- n. 围裙；[航] 停机坪；舞台口
- vt. 着围裙于；围绕
- n. (Apron)人名；(俄)阿普龙
CET6+ TEM4 GRE
来自短语a napron 错分为an apron. 古英语napron, 布，同map, mop.
- apron:  As in the case of adder, umpire, and many others, apron arose from a mistaken analysis of the combination ‘indefinite article + noun’. The original Middle English word was napron, but as early as the 15th century a napron had turned into an apron. Napron itself had been borrowed from Old French naperon, a derivative of nape ‘cloth’ (source of English napery and napkin); and nape came from Latin mappa ‘napkin, towel’ (source of English map).
=> map, mat, napkin
- apron (n.)
- mid-15c., faulty separation (as also in adder, umpire) of a napron (c. 1300), from Old French naperon "small table-cloth," diminutive of nappe "cloth," from Latin mappa "napkin." Napron was still in use as recently as late 16c. The shift of Latin -m- to -n- was a tendency in Old French (conter from computare, printemps from primum, natte "mat, matting," from matta). Symbolic of "wife's business" from 1610s. Apron-string tenure was in reference to property held in virtue of one's wife, or during her lifetime only.

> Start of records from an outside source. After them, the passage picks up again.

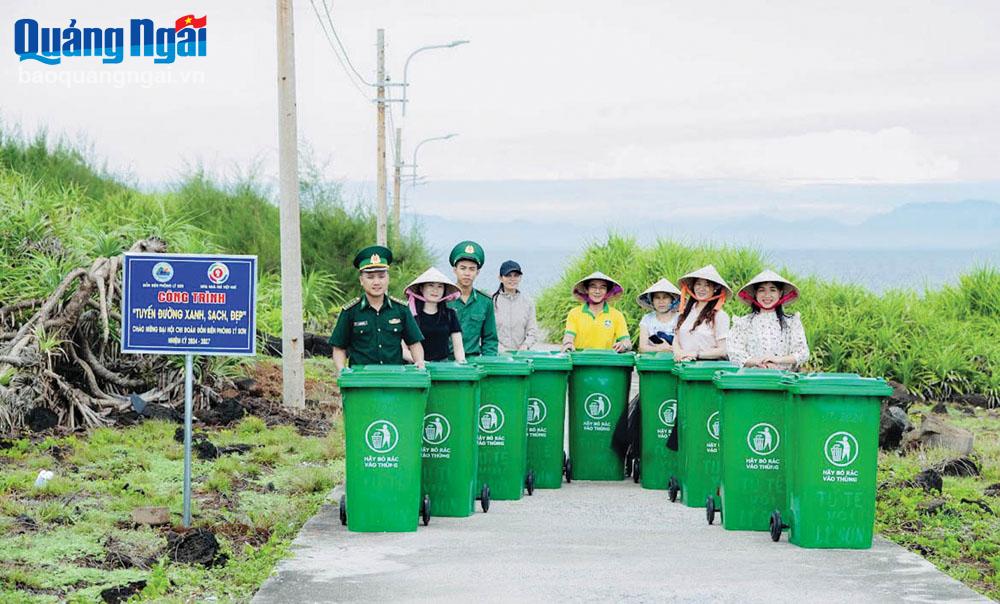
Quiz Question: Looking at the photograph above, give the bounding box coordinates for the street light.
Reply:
[401,40,469,116]
[408,133,458,181]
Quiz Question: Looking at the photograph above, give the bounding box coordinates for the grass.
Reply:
[538,234,999,403]
[0,129,434,337]
[0,415,346,603]
[877,403,1000,599]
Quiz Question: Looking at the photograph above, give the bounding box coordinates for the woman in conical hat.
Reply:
[637,278,682,353]
[402,267,465,362]
[727,269,809,370]
[561,271,632,352]
[672,265,732,362]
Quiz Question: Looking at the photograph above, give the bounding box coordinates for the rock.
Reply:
[26,407,58,431]
[953,393,990,408]
[234,378,257,392]
[917,498,946,514]
[901,414,974,455]
[166,528,221,566]
[304,332,333,358]
[194,440,218,460]
[131,506,170,526]
[934,456,981,477]
[100,580,147,604]
[930,401,948,414]
[879,405,913,450]
[173,427,208,444]
[13,514,38,533]
[888,380,919,410]
[218,444,254,455]
[984,483,1000,497]
[200,398,245,426]
[140,403,182,423]
[960,498,995,516]
[913,468,943,494]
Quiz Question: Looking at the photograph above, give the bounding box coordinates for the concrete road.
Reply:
[252,481,988,603]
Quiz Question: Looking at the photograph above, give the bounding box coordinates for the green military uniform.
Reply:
[447,240,498,357]
[448,289,498,357]
[328,245,424,366]
[329,295,423,366]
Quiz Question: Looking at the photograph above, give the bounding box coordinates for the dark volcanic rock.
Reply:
[26,407,58,432]
[934,456,981,477]
[100,580,147,604]
[167,528,222,566]
[194,440,218,460]
[913,468,943,494]
[879,405,913,450]
[140,403,182,423]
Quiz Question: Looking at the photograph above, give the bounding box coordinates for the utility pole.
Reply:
[375,29,387,246]
[392,126,402,243]
[275,0,305,408]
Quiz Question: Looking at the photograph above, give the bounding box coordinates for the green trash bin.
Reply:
[510,351,573,489]
[634,352,678,490]
[774,373,892,549]
[422,362,487,517]
[470,356,534,500]
[670,361,738,509]
[337,365,431,532]
[567,350,635,481]
[713,368,792,529]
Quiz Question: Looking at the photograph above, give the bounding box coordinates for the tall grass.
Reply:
[538,235,999,403]
[0,130,432,337]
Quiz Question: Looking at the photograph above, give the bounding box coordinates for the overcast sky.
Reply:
[3,1,999,223]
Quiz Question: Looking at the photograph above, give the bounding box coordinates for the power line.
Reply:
[308,0,369,100]
[320,0,375,86]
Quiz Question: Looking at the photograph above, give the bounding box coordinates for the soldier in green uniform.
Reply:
[447,241,499,358]
[330,245,425,371]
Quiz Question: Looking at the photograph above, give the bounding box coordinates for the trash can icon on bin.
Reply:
[481,407,498,431]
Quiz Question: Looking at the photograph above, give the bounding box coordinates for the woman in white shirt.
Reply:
[727,269,809,370]
[672,265,731,362]
[637,278,682,353]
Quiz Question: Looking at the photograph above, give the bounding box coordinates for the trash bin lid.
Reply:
[783,373,893,397]
[635,352,676,372]
[425,361,484,382]
[507,351,572,371]
[337,365,431,389]
[713,368,791,390]
[469,355,533,376]
[569,350,635,367]
[672,360,738,381]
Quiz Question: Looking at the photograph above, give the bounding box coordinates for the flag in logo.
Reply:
[175,15,207,32]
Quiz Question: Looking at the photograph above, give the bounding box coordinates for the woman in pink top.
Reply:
[672,265,731,362]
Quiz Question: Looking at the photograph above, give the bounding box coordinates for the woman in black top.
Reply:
[403,268,466,362]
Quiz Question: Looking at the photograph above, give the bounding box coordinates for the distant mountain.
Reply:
[410,200,1000,252]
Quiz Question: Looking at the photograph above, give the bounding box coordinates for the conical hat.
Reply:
[636,278,682,310]
[405,267,460,298]
[679,264,732,298]
[738,269,799,306]
[572,271,624,301]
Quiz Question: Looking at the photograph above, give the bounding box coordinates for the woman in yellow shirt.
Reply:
[561,271,632,352]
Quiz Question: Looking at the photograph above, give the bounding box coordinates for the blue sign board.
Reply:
[121,253,257,355]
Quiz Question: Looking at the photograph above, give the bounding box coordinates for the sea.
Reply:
[468,248,1000,296]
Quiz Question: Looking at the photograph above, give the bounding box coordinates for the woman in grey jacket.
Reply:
[492,260,540,352]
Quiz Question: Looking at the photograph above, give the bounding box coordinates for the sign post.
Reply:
[121,253,257,527]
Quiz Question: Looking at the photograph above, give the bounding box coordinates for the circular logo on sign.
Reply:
[207,262,230,285]
[584,393,612,420]
[658,399,677,427]
[824,431,859,467]
[746,422,780,456]
[422,413,451,445]
[479,404,505,434]
[706,411,720,440]
[152,262,174,283]
[527,398,547,426]
[365,420,399,453]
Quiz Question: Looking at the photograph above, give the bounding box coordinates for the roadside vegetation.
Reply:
[538,234,999,404]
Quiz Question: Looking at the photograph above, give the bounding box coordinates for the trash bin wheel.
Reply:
[526,470,535,496]
[565,458,573,483]
[421,495,431,526]
[706,496,716,525]
[480,484,490,513]
[667,476,679,502]
[339,494,347,526]
[632,458,641,483]
[769,510,782,542]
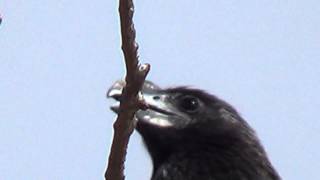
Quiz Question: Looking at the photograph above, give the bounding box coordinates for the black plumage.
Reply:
[108,80,281,180]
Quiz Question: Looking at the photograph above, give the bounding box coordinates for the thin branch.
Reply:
[104,0,150,180]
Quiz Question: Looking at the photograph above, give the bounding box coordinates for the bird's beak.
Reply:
[107,80,179,127]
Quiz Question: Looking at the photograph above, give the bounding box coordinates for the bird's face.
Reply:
[108,80,210,130]
[108,80,244,145]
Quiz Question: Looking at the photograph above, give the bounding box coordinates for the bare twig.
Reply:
[104,0,150,180]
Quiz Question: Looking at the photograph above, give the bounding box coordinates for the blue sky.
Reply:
[0,0,319,179]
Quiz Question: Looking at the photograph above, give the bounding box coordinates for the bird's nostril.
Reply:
[153,96,161,100]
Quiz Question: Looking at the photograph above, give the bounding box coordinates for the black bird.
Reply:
[108,80,281,180]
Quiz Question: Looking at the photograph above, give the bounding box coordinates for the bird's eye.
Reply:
[178,96,200,113]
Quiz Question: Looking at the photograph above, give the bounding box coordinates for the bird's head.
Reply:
[108,80,258,160]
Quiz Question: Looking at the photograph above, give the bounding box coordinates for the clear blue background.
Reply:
[1,0,319,179]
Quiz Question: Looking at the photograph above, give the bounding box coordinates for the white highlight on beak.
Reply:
[111,101,120,108]
[148,118,173,127]
[108,88,122,97]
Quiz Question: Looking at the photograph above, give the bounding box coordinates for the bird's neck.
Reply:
[151,135,280,180]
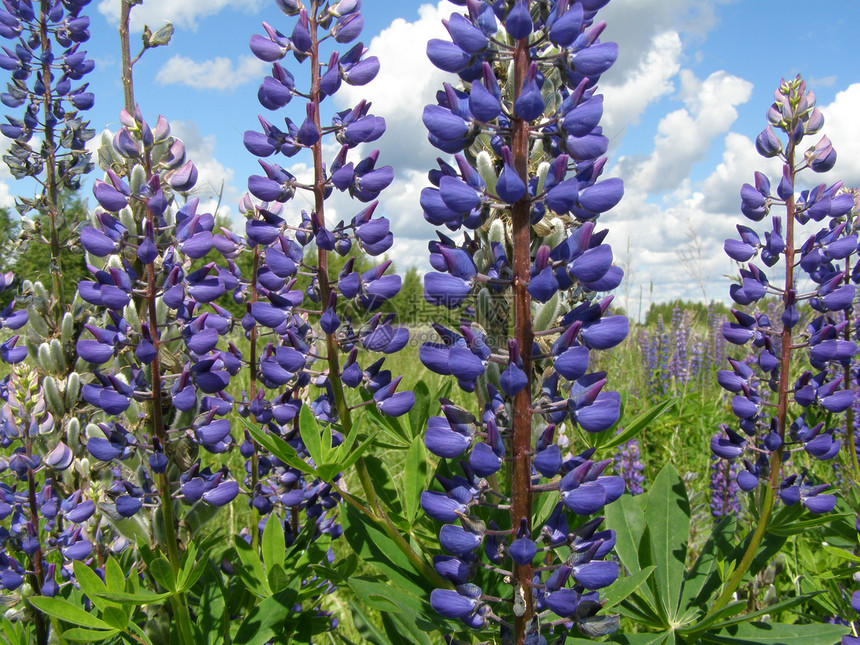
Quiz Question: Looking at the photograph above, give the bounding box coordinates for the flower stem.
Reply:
[705,138,797,620]
[307,4,445,589]
[510,37,535,644]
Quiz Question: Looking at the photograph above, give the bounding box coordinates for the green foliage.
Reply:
[643,299,730,327]
[13,191,88,303]
[604,465,849,644]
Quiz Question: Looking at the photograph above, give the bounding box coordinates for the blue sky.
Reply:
[9,0,860,313]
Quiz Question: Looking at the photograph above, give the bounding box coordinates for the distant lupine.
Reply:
[417,1,628,641]
[0,0,95,306]
[710,76,859,614]
[0,2,96,638]
[614,437,644,496]
[709,453,740,521]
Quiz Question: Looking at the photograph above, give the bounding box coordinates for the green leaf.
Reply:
[59,627,119,642]
[823,544,860,564]
[233,588,299,645]
[679,516,737,615]
[408,380,432,441]
[644,463,690,622]
[610,633,671,645]
[703,592,825,632]
[403,436,429,524]
[199,564,228,645]
[338,430,379,472]
[27,597,113,630]
[104,557,125,593]
[101,606,128,631]
[701,621,848,644]
[600,566,656,613]
[148,557,175,593]
[606,494,646,575]
[769,512,852,537]
[340,504,434,598]
[244,420,316,476]
[233,534,271,597]
[73,561,111,611]
[363,455,404,518]
[298,404,322,466]
[94,590,172,605]
[262,512,286,573]
[350,599,394,645]
[603,398,677,450]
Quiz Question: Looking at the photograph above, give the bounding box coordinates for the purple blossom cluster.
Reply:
[416,0,628,640]
[712,76,859,516]
[709,453,740,521]
[613,437,644,496]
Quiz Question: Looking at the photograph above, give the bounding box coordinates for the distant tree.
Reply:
[14,191,89,304]
[644,299,730,327]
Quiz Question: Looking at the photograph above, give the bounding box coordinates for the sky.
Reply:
[8,0,860,317]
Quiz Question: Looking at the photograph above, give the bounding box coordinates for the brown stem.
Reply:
[510,37,534,644]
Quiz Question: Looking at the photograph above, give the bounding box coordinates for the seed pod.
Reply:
[49,338,66,372]
[65,372,80,409]
[75,456,90,479]
[37,342,54,372]
[124,301,141,333]
[32,282,50,311]
[86,423,107,440]
[43,375,65,416]
[476,150,497,193]
[488,218,505,245]
[60,312,74,344]
[129,163,147,194]
[26,305,50,338]
[534,291,559,332]
[536,160,550,195]
[119,206,137,237]
[66,417,81,450]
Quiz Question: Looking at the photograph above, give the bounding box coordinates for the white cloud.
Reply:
[616,70,753,194]
[601,31,682,143]
[98,0,263,32]
[814,83,860,188]
[170,121,237,212]
[156,55,265,91]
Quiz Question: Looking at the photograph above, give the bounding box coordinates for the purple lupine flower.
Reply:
[710,76,859,608]
[418,1,625,640]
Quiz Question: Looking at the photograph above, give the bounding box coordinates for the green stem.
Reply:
[250,247,261,552]
[704,126,798,622]
[39,0,63,313]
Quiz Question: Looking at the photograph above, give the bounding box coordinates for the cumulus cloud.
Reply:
[813,83,860,189]
[156,55,265,90]
[616,70,753,194]
[170,121,237,213]
[601,31,682,142]
[98,0,263,31]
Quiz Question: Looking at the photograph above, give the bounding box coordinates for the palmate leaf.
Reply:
[600,565,656,613]
[643,464,690,623]
[700,621,848,644]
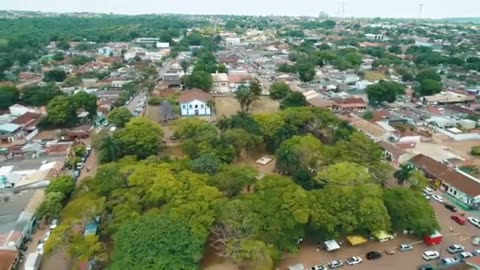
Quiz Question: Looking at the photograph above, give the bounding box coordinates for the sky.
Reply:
[1,0,479,19]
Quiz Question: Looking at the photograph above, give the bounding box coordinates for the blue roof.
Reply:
[0,123,20,133]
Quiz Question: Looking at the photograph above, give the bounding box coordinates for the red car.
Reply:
[451,215,466,225]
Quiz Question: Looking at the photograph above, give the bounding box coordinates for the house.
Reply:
[332,97,367,111]
[409,154,480,210]
[211,73,230,93]
[162,69,184,88]
[98,47,113,56]
[378,141,412,165]
[9,104,36,117]
[179,89,213,116]
[422,91,476,106]
[0,124,23,143]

Even at his age, he ought not to be always tied to his mother's apron string. [Anne Brontë, "The Tenant of Wildfell Hall," 1848]
- 1. He was wearing, astonishingly, a frilly pink apron over shirt and trousers.
- 2. The cook's apron covered her middle.
- 3. She wiped her floury hands on her apron.
- 4. We were waited on by a pretty girl in a pink apron.
- 5. She accidentally splashed oil over her apron while cooking lunch.